There’s more to SA’s Flinders Ranges than Wilpena Pound and one of the best ways to discover this is on foot.
Story By Andrew Bain
The most remarkable thing about South Australia’s Mount Remarkable National Park is not its eponymous mountain but the colourful gorges to its west. Sliced into the dry slopes of the southern Flinders Ranges, the ochre-red cliffs of Alligator and Hidden gorges are the backdrop to some of the state’s finest bushwalking, and vivid proof that there’s a lot more to the Flinders Ranges than the ever-popular Wilpena Pound.
From either Alligator Gorge car park or the Mambray Creek camping ground, you can walk a circuit through the two gorges, splashing through Alligator Gorge and making a simple scramble through a rock fall inside Hidden Gorge. In between, the track climbs to traverse Battery Ridge, where a couple of lookouts offer vast views across Port Pirie, Port Augusta and the Spencer Gulf coast. The complete circuit is around 40 kilometres in length and will take most walkers two or three days.

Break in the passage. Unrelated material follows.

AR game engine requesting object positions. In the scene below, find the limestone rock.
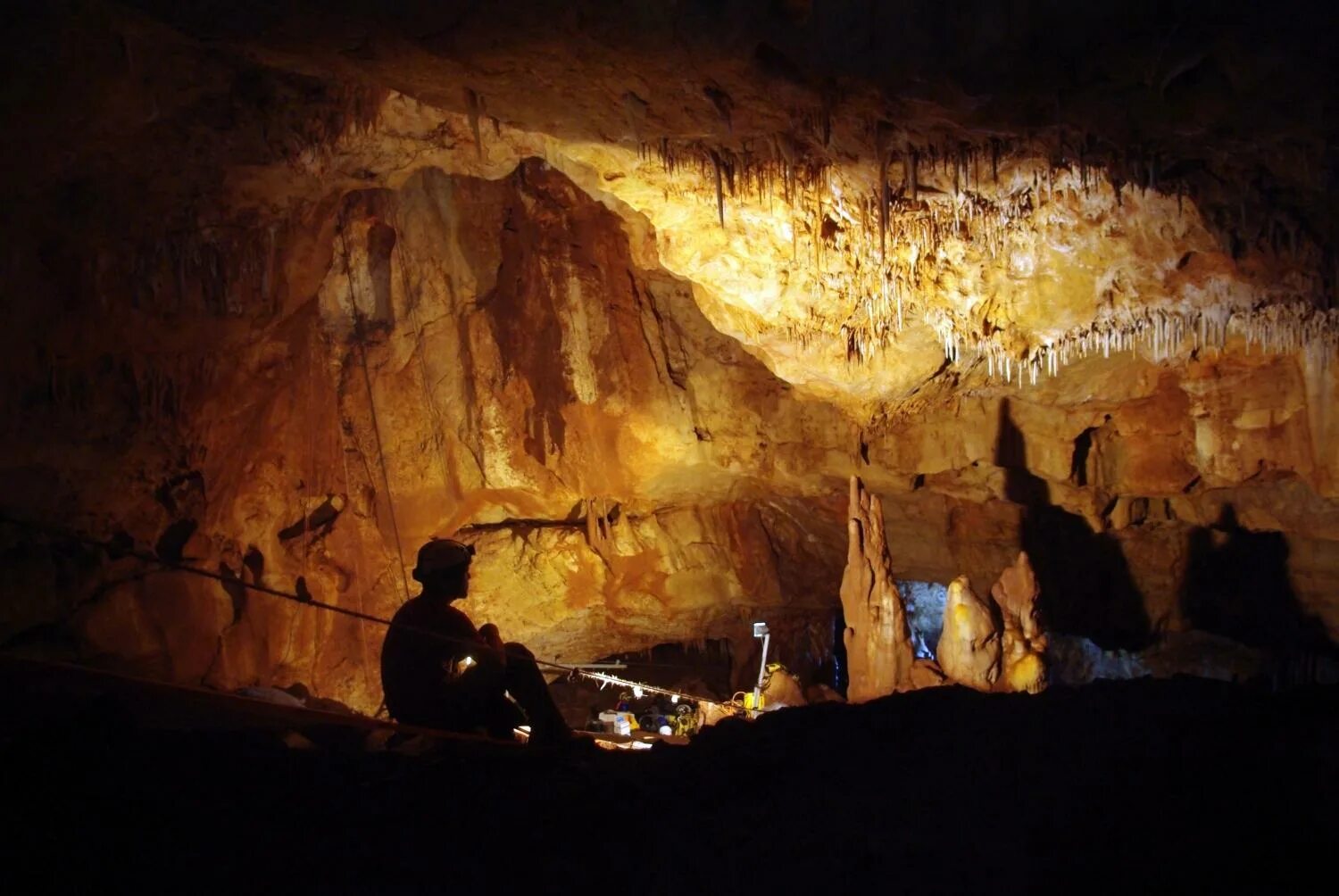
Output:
[841,477,915,703]
[937,576,1001,691]
[991,552,1046,693]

The most rewarding way to walk the circuit is to begin at the Mambray Creek camping ground (signposted from Highway One near Port Germein), hiking for around four hours along Mambray and Alligator creeks to Longhill Camp, one of 11 bush camps in the national park.
From here, you have the opportunity to explore Alligator Gorge – the area’s standout feature – in both the evening and early morning. The gorge is around a 15-minute walk from Longhill Camp. Wading through the creek you’ll come to the appropriately named Narrows, where the quartzite rock walls almost close together. A short walk further upstream, at the point where the track begins its climb onto Battery Ridge, are the Terraces, where rippled slabs of rock remains from an era when this land was beneath a shallow ocean.

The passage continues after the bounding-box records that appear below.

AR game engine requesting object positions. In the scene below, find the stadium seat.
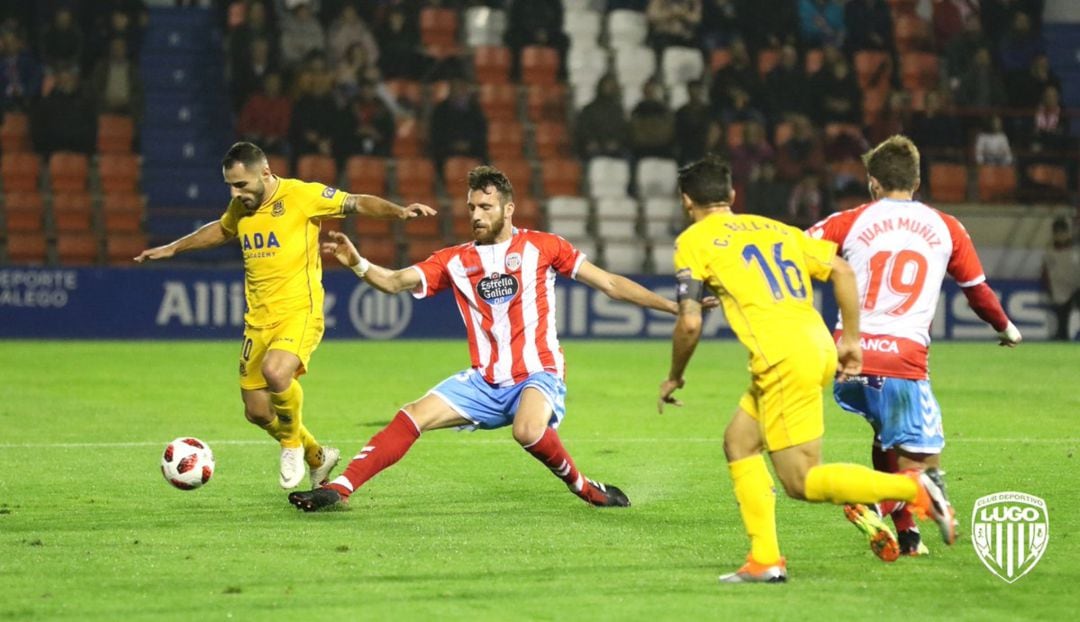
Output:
[978,164,1016,201]
[296,154,338,187]
[345,156,388,195]
[56,231,98,266]
[521,45,558,85]
[473,45,512,84]
[8,231,49,266]
[49,151,90,192]
[53,192,94,231]
[930,162,968,203]
[3,192,45,233]
[0,111,31,153]
[97,114,135,153]
[0,151,41,192]
[540,158,581,197]
[97,153,141,192]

Longhill Camp has no facilities but it’s situated just 300 metres from the Blue Gum Flat picnic area, which has tap water, toilets and gas barbecues. Bush camping is prohibited in the national park from November 1 to April 30, so during these months you should begin your walk at Alligator Creek car park and camp the night at Mambray Creek, which remains open throughout summer.

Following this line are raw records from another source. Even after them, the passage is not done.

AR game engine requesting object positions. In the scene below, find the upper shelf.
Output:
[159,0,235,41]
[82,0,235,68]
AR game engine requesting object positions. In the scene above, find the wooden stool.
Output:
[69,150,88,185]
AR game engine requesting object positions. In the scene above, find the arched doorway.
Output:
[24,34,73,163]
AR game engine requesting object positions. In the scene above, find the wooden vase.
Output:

Walkers who prefer not to camp also have a couple of accommodation options. If walking from Mambray Creek, you can continue around three kilometres past Alligator Gorge (along the Wilmington road) to Alligator Lodge. This three-bedroom self-contained house sleeps up to eight people and has solar power, a gas stove and hot water. If walking from Alligator Gorge, there’s a solar-lit cabin, sleeping up to four people, among the river red gums in the Mambray Creek camping ground. The cabin has a gas stove, and there are hot showers in the camping ground ablution block. Bookings are essential for both the lodge and the cabin.